İslâm dünyasında yönetici konumundaki askerî tabaka ile ulemânın dışındaki vergi mükellefi halkı ifade eden bir terim olmuş, XIX. yüzyılda Osmanlı Devleti’ne haraç ödeyen gayri müslim tebaa için de kullanılmıştır.
“Raâ” fiilinin Kur’ân-ı Kerîm’deki türevlerinin iki anlamı vardır: “Sürüleri otlatmak, hayvanları yaymak” (Tâhâ 20/54; el-Kasas 28/23); “birinin çıkarlarını gözetmek, bakmak, mukayyet olmak, gütmek” (el-Mü’minûn 23/8; el-Meâric 70/32).
Yakındoğu dinleri ve kültürlerinin hem teokratik hem dünyevî anlamda sürüsüne nezaret eden bir çoban şeklinde geliştirdiği hükümdar sembolü için İslâm toplumlarında benzer mecaz ve kavramlar kullanılmıştır.
Zamanla reâyâ, toplumun yönetici ve üst sınıflarını oluşturan kalem ve kılıç ehlinin dışında vergiye tâbi esnaf ve çiftçileri ifade eden bir kavram haline gelmiştir.” (İslam Ansiklopedisi)

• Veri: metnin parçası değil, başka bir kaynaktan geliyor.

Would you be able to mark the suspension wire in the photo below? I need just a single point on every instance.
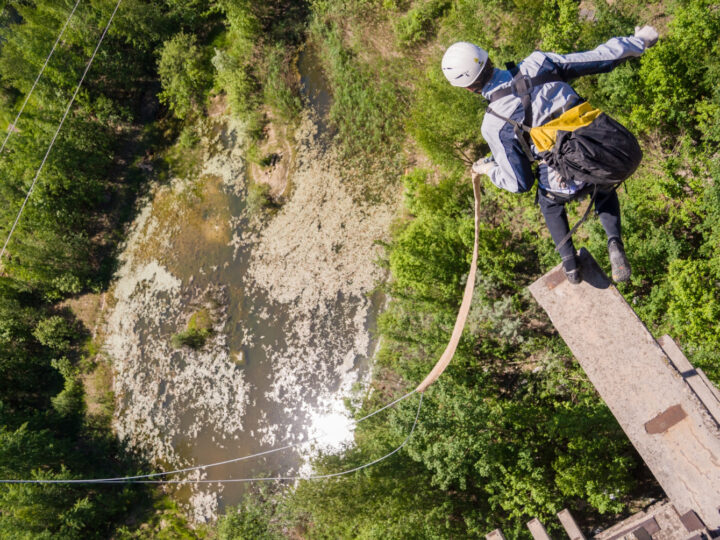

Tebaa, “2.Mahmud devri, modernleşme çabaları doğrultusunda gerçekleştirilen reformlarla anılır. Söz konusu reformların başında devletin yönetimi altındaki insanlar için reaya (sürü) yerine, tebaa (tabi olanlar) şeklinde bir kavramı tercih etmesi gelmektedir”. (dergipark)
Halk, “Aynı ülkede yaşayan ve o ülkenin yurttaşı olan insan topluluğu”.
Vatandaş, “Aynı yurt üzerinde yaşayan, bir yurda yurttaşlık bağıyla bağlı bulunan kimselerden her biri”.
Günümüzde bir devletin çatısı altında yaşayan insanlara halk, ulus, vatandaş, yurttaş dense de eskiden reâyâ, sonraları tebaa denmiş.
Yukarıda alıntı yaptığım reâyâ ve tebaanın anlamlarına bakınca vatandaş güdülmesi gereken hayvan sürüsüne benzetilmiş. Bu benzetme ve kelime kökeninin, halkı aşağılama durumu söz konusu. Özellikle reâyâ. Tebaa, reâyâ anlamında kullanılsa da en azından tabi olanlar anlamına gelir ve çok horlayıcı değil denebilir.
İşin en üzücü yanı da asker ve bürokrasi dışındaki vergiye tâbi kişilere reâyâ denmesi. Bu demektir ki reâyâ kabul edilmeyen elit bir kesim var demektir.
Batı o zamanlarda halkına ne derdi bilmiyorum ama İslam dünyası için vergiye tâbi halk için reâyâ kullanımı, onur kırıcı ve küçük düşürücü. Güya İslam dünyasında sınıf ayrımı ve kast sistemi yok. Bu isimlendirme bile İslam dünyasında bal gibi sınıf ayrımının olduğunu gösterir. Dün de böyleymiş, bugün de böyle, yarın da böyle olacak.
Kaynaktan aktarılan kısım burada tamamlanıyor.